Il existe dans les romans d’Arthur et de la Table-Ronde, comme dans les romans carlovingiens, deux branches tout-à-fait distinctes ; l’une d’une galanterie toute mondaine, l’autre galante encore, mais d’une galanterie religieuse et mystique. Cette dernière branche, la moins morale des deux, est un produit étrange de la fiction théologique du Saint-Graal. Qu’est-ce que ce Saint-Graal ? On appelait ainsi le vase imaginaire qu’on prétendait avoir servi à Jésus-Christ pour faire la cène avec ses disciples, et dans lequel, suivant l’évangile apocryphe de Nicodème, Joseph d’Arimathie recueillit les gouttes de sang tombées des plaies du Sauveur. La garde de ce divin calice, confiée à la milice romanesque des templistes, était vraisemblablement liée à l’institution réelle des templiers, seule chevalerie qui fût selon les vues et le cœur de l’église. Cependant l’idée de ce vase, dont la possession assurait, outre une joie mystique ineffable, divers avantages temporels, entre autres une force et une jeunesse perpétuelles, mais qu’une pureté parfaite pouvait seule conquérir et conserver, se mêla, dans l’imagination d’un très grand nombre de romanciers de haut lignage, aux fictions galantes et très profanes du cycle d’Arthur. De ce mélange peu orthodoxe naquirent tous les héros et héroïnes passionnés et dévots des romans de la Table-Ronde, Lancelot du Lac, Genièvre, l’infidèle épouse du grand Arthur, Tristan le Léonnois, Yseult la blonde, qui, avec leur cortége de fées, de géans et de magiciens, avec leurs armes enchantées et leurs philtres amoureux, composèrent une littérature nouvelle et charmante, une poésie vraiment moderne, qui ne doit rien au génie de l’antiquité, poésie appelée, à si bon droit, romantique, et qui se montre aujourd’hui, après cinq cents ans de succès, la piquante rivale ou le gracieux pendant de la mythologie classique, deux sœurs également, quoique différemment séduisantes, et qui ne diffèrent entre elles que comme une beauté d’Asie diffère d’une beauté d’Europe.

M. Delécluze, ne pouvant rattacher par aucun lien la muse nouvelle à son idéal préféré de renaissance romaine, a tâché de se débarrasser de cette importune, en lui opposant une fin hardie de non-recevoir.
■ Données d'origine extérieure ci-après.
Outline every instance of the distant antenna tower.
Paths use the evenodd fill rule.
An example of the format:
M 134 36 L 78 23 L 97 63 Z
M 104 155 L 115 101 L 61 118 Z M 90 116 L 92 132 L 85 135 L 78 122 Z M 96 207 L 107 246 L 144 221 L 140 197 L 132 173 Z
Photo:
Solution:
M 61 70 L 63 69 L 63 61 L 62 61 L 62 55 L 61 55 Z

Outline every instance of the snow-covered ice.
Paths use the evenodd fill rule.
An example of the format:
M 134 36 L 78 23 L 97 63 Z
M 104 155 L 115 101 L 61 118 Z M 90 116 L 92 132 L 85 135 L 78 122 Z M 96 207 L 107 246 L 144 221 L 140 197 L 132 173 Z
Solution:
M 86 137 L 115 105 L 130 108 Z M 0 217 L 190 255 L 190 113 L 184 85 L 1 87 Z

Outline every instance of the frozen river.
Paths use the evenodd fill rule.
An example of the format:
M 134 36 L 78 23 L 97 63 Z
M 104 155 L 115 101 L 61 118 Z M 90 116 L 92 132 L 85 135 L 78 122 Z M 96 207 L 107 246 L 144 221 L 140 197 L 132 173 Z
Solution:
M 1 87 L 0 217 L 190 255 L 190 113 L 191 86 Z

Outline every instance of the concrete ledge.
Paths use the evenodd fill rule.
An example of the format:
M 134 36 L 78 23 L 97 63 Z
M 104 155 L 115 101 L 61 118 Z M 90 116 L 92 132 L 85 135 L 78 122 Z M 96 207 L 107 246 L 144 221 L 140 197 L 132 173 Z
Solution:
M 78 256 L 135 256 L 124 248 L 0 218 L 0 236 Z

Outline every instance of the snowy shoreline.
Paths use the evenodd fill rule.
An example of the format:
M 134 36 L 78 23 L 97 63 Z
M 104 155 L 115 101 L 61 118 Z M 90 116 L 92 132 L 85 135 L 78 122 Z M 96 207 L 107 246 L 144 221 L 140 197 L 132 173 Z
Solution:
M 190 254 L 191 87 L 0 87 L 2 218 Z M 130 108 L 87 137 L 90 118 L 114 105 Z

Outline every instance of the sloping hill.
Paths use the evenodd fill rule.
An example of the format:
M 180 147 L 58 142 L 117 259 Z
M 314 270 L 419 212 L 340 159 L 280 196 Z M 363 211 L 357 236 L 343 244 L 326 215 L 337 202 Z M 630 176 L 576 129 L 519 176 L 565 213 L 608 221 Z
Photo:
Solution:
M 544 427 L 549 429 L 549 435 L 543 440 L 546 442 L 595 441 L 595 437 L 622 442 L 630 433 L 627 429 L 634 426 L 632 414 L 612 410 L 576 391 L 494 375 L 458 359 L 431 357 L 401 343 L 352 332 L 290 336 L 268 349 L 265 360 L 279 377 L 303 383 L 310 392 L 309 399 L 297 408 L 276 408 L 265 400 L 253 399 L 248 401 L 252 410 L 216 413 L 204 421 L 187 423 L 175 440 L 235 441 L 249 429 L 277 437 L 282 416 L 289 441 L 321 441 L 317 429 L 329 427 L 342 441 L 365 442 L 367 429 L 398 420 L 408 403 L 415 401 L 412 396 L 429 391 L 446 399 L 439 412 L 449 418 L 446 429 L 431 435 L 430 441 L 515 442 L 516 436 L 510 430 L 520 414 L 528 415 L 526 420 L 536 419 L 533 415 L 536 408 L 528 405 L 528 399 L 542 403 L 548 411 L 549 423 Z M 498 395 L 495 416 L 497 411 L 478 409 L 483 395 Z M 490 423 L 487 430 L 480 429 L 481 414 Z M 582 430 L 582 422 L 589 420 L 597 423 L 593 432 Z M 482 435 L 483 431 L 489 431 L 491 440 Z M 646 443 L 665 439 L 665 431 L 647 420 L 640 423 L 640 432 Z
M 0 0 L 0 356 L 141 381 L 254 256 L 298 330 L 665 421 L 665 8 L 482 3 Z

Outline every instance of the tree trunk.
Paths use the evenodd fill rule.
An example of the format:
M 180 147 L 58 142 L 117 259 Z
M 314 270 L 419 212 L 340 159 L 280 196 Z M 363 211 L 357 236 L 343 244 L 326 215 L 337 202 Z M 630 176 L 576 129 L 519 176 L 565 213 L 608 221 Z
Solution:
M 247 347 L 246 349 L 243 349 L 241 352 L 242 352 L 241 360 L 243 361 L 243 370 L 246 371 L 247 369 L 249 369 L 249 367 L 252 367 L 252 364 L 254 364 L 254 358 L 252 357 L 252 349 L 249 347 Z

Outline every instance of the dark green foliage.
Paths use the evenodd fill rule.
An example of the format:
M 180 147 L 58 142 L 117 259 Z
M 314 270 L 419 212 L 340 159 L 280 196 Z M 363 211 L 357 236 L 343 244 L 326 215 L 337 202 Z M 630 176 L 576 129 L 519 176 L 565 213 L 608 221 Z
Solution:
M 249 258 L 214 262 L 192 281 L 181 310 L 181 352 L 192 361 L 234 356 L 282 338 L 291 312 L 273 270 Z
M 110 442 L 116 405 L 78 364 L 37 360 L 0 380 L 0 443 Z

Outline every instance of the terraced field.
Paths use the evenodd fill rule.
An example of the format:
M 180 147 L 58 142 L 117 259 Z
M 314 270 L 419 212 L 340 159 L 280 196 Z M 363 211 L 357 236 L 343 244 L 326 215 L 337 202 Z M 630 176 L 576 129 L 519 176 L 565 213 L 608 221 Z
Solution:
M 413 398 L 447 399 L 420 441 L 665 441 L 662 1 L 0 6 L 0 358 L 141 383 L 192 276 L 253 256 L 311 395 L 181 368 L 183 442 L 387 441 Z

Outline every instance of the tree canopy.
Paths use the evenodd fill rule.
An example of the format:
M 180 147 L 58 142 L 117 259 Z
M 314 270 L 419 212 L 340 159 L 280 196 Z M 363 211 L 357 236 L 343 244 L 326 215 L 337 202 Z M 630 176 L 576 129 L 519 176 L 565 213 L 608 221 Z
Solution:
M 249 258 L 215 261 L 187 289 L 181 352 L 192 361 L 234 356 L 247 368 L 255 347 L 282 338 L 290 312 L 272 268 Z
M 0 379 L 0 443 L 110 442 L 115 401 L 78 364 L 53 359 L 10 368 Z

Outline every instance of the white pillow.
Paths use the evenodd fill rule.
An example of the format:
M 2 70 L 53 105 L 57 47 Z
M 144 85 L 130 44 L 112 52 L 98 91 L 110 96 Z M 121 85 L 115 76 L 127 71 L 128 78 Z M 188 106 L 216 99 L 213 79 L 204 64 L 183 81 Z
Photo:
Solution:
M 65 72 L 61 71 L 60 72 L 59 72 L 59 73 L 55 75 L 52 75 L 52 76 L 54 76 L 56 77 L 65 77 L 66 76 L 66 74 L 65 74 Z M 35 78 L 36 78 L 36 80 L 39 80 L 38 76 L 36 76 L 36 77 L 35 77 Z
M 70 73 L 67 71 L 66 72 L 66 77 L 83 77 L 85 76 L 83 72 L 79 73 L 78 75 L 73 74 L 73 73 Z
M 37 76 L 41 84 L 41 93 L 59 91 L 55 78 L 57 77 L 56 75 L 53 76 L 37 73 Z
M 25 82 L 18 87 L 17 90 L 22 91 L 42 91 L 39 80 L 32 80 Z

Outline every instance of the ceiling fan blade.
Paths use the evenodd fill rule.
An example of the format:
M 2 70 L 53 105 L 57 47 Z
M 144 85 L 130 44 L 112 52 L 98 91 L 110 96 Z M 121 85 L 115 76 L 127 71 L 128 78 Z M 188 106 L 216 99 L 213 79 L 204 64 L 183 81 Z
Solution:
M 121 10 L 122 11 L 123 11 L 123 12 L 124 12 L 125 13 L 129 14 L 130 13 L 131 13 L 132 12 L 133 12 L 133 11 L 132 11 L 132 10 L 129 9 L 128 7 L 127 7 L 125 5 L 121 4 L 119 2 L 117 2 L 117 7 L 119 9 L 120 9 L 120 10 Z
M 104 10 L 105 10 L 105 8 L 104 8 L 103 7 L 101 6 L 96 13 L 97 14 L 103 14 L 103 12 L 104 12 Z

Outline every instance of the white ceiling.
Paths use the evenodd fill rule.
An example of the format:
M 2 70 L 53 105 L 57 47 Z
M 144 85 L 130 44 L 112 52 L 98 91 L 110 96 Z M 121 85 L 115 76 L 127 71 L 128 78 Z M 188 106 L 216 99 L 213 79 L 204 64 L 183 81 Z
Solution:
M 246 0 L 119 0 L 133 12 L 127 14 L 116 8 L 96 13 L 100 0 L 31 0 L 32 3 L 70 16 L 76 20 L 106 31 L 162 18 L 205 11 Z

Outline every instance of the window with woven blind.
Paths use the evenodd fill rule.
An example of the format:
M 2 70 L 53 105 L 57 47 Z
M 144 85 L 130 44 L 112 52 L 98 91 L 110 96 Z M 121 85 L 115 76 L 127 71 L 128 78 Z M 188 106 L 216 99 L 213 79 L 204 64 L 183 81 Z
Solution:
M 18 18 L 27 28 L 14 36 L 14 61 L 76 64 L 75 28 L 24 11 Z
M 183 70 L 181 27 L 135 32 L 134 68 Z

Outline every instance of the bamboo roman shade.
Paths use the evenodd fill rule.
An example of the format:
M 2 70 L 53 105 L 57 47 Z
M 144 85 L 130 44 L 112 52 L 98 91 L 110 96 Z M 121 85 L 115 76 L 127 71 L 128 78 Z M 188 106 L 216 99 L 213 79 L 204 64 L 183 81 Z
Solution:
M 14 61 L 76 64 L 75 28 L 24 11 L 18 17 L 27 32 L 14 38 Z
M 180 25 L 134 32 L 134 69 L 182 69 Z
Il la repousse comme une sorte de gitana étrangère, de patrie équivoque, née d’une mère arabe ou persane, sur la couche d’un pèlerin fanatique ou sous la tente d’un croisé dissolu. Si les preuves réunies avec art par M. Delécluze

  1. L’Arthur des romans de chevalerie diffère entièrement de celui des triades galloises et des traditions bretonnes.